Moi, Stéphane Richard, le pantoufleur mobile
(Stéphane Richard, pantoufles aux pieds, confortablement installé sur son sofa face à son Home Cinéma dans son luxueux appartement place Vauban, a les yeux embués.) « J’ai la larme facile. Un opéra de Puccini ou un beau film émouvant comme Le pianiste de Polanski me terrassent sans difficulté. » (1) Ah ! C’est ça d’être trop sentimental ! À HEC et à l’ENA, entre deux partiels et deux grands oraux, j’étais déjà parfois submergé par des bouffées de nostalgie. Celle de mon adolescence à Marseille, par exemple, où je fréquentais avec assiduité le Conservatoire de Musique : j’y ai obtenu le premier prix de piano quand même ! C’est mon côté premier de la classe, quoi que je fasse, je ne peux pas m’empêcher de finir en tête.
J’ai du succès dans mes affaires, j’ai du succès dans mes amours, j’ai réussi et j’en suis fier. Au fond, je n’ai qu’un seul regret, j’aurais voulu être un artiste ! « Peut-être pianiste, j’aurais aimé essayer. » (1) Tout le monde m’envie, à commencer par le petit Sarkozy. Lorsqu’il m’a décoré de la Légion d’honneur en 2006 – il n’était encore que ministre de l’Intérieur –, Nicolas a prononcé un discours dont tous les témoins se souviennent encore. (Stéphane Richard renifle et se mouche bruyamment.) Excusez-moi, je suis vraiment trop sentimental ! Nicolas, donc, m’a déclaré : « Tu as réussi, Stéphane. Tu es riche. Tu as une belle maison. Tu as une belle femme. » (2) Et puis, il a conclu : « Un jour, je ferai comme toi… » (3) C’était avant qu’il devienne président et son mariage avec Carlita.

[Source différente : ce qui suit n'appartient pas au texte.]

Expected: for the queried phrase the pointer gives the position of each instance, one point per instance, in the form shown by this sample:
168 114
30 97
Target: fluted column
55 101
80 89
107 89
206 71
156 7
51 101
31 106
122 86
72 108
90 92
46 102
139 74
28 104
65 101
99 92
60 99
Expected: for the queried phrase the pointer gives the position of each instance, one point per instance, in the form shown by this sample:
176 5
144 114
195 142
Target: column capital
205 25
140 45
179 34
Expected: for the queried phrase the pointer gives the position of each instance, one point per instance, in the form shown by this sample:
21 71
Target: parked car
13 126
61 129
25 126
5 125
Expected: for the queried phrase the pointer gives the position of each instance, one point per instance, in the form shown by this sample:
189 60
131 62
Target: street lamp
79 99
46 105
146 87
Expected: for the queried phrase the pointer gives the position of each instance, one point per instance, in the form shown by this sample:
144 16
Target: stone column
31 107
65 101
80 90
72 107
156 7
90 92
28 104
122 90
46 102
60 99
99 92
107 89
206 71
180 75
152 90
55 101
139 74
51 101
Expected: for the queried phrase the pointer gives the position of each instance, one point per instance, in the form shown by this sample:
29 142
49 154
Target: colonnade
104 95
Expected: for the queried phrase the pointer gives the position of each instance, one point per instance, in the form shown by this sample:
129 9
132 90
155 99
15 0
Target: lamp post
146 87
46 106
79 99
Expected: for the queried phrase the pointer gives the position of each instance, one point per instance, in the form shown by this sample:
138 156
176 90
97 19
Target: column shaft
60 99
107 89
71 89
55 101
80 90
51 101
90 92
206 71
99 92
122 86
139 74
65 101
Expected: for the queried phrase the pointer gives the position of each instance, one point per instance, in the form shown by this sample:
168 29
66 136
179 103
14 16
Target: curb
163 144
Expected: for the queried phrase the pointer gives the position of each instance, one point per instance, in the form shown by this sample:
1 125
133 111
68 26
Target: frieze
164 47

« Tu as réussi, tu es riche, tu as une belle maison, tu as une belle femme »
Nicolas, on s’est connu lorsque j’étais patron du pôle immobilier de la Générale des eaux dans les années 90. Jean-Marie Messier m’avait recommandé de faire appel à ses services comme avocat. Un homme de bon conseil, le Nicolas. Jean-Marie, obnubilé par ses rêves américains, a voulu ensuite vendre sa filiale immobilière. J’ai racheté à bas prix 4 % des parts de l’entreprise rebaptisée Nexity. Ma mise de 600 000 euros m’a rapporté, en peu de temps, avec le boum de la pierre, 20 millions d’euros. Milliardaire ! Évidemment, cela cause des jalousies. Du genre de ce que dit ce journaleux (Stéphane Richard sort de sa bibliothèque Histoire secrète du patronat et cite Erwan Seznec) : « Stéphane Richard est emblématique d’une génération de hauts fonctionnaires, en passe de reléguer au rang d’anecdotes les problèmes déontologiques posés par le pantouflage à l’ancienne. Chez lui, le conflit d’intérêts n’est plus un risque à éviter, mais le moteur d’une carrière construite à la charnière du public et du privé. »
Ben quoi ? « Je suis très gourmand » (1). Comme tous les HEC et les énarques ! Inspecteur des finances, j’ai fait un petit tour au ministère de l’Industrie, comme « conseiller technique » de Dominique Strauss-Kahn, déjà bon vivant, avant d’aller m’enrichir à la Compagnie des eaux. Une fois le magot empoché, mon petit Nicolas m’a fait revenir dans le sillage de l’État, toujours à l’Industrie, d’abord comme directeur de cabinet de Jean-Louis Borloo, déjà bon vivant, lui aussi, puis de Christine Lagarde, déjà pas très marrante. C’est moi qui ai géré l’affaire Tapie : et hop ! 45 millions d’euros d’indemnité pour Nanard au titre de préjudice moral et on n’en parle plus. Je vous le dis : je suis un sentimental. Mon parachutage à la tête d’EDF a échoué. Alors, j’ai gagné le gros lot France Télécom en pleine histoire des suicides ! Mon travail a aussitôt été « de m’attaquer aux causes pour qu’il y ait moins de stress, de souffrance, moins de risques » (4). Sentimental !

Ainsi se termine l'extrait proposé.